When it comes to election manifestos, wishes are always horses and politicians always ride them. Some of them would even engage in a form of dressage.
By its very nature, the manifesto represents the very best version of an issuing political party. It is almost invariably aspirational and subjunctive. It is a fantasy version. Manifestos tend to be mostly unexceptionable because they represent the loftiest ideals of a political party. Because wishing is easier than actually doing it, manifestos of all political parties should be taken with an entire salt pan.
Reading the Bharatiya Janata Party’s (BJP) 2014 manifesto one is struck by how hard its leaders have tried to put the best version of their party. If there is an overriding theme to it, it is a fusion of efficient governance and inclusive growth using information technology (See the image above). To that end, the party also promises wi-fi in all public places and commercial centers. I am not sure whether it means free wi-fi or just easy access to wi-fi.
Of course, like all political parties, the BJP too displays its obsession for three this and four that. For instance, it speaks of 5Ts—Trade, Tourism, Talent, Technology, Tradition, 4 Ps—People-Public-Private-Partnership and 3 Es—EGovernance—Easy, Efficient and Effective (3Es). Politicians love such threesomes and foursomes because they think voters love those as well.
Egovernance has been given a high priority on the party’s wish list and if you were not told you might think this bit is taken from the Congress Party’s manifesto. Egovernance is a baby both political parties are desperate to establish their paternity on even though, purely factually, it was the Congress that introduced very early versions of that in the mid 1980s under then Prime Minister Rajiv Gandhi. It is to the BJP’s credit that it makes it sound successfully as if they are the biggest proponents of egovernance.

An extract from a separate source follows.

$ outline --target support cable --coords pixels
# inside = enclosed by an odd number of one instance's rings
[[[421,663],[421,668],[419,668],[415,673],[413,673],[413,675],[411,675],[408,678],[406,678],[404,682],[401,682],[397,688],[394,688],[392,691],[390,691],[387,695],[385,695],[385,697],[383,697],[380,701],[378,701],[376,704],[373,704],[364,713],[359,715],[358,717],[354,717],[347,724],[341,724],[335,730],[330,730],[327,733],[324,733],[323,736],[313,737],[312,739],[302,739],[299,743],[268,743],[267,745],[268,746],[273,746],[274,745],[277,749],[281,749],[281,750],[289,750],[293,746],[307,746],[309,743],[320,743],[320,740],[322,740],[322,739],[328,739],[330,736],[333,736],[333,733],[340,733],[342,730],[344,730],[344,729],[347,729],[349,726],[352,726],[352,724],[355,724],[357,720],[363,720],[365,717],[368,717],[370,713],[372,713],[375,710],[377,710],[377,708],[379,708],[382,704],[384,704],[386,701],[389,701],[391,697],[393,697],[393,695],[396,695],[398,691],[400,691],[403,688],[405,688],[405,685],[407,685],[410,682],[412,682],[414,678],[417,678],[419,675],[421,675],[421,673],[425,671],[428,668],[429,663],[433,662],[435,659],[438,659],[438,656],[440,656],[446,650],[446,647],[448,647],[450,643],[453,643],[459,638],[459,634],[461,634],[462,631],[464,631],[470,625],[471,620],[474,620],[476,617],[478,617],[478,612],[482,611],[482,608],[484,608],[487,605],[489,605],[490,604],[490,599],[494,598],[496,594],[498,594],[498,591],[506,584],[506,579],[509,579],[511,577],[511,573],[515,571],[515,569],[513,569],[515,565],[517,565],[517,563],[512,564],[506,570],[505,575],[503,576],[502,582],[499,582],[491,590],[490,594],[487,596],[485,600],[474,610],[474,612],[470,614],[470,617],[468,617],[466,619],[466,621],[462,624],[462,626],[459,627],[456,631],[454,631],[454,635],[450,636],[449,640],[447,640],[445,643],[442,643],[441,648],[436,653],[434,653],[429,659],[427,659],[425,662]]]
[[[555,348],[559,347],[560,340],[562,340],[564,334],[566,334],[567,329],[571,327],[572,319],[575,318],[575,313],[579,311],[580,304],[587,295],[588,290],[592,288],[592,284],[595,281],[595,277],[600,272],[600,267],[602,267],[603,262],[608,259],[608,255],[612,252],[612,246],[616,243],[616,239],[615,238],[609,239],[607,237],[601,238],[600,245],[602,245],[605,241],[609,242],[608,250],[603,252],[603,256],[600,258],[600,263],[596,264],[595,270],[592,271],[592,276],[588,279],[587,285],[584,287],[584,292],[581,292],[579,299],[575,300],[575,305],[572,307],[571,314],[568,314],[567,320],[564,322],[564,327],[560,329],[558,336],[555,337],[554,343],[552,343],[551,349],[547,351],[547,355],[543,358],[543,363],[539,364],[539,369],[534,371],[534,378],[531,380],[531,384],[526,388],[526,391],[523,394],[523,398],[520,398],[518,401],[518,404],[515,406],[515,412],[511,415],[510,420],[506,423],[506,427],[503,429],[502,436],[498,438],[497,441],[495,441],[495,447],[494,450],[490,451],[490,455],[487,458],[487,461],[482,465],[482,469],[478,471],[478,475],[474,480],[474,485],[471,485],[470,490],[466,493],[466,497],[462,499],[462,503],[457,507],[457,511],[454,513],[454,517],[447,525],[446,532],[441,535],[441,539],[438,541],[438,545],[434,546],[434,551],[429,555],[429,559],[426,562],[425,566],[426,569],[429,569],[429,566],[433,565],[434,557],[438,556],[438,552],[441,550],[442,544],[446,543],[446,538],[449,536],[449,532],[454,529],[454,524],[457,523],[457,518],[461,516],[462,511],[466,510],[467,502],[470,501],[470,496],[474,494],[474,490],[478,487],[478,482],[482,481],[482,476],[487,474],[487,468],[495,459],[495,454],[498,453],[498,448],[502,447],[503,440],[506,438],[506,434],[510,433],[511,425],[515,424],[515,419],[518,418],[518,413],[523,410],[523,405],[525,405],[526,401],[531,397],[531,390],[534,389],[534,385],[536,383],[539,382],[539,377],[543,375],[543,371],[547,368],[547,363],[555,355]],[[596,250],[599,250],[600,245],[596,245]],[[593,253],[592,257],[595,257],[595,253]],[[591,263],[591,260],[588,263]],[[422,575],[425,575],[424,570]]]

Having read numerous manifestos for more than three decades in journalism, I feel jaded about their idealism. The chasm between the intent in any given manifesto and what its issuer often ends up doing is so wide that one wonders whether there is any point issuing it in the first place.
There has to be a way whereby at the end of a political party’s or grouping’s tenure, their should be a serious and detailed audit of how much of their commitment in their manifesto actually got implemented. There has to be an independent rating agency that issues a clear report card about the extent of the implementation of a manifesto with the specific idea that whatever did not get implemented—which is often the majority—ought to be carried forward to the time whenever that party or grouping returns to power.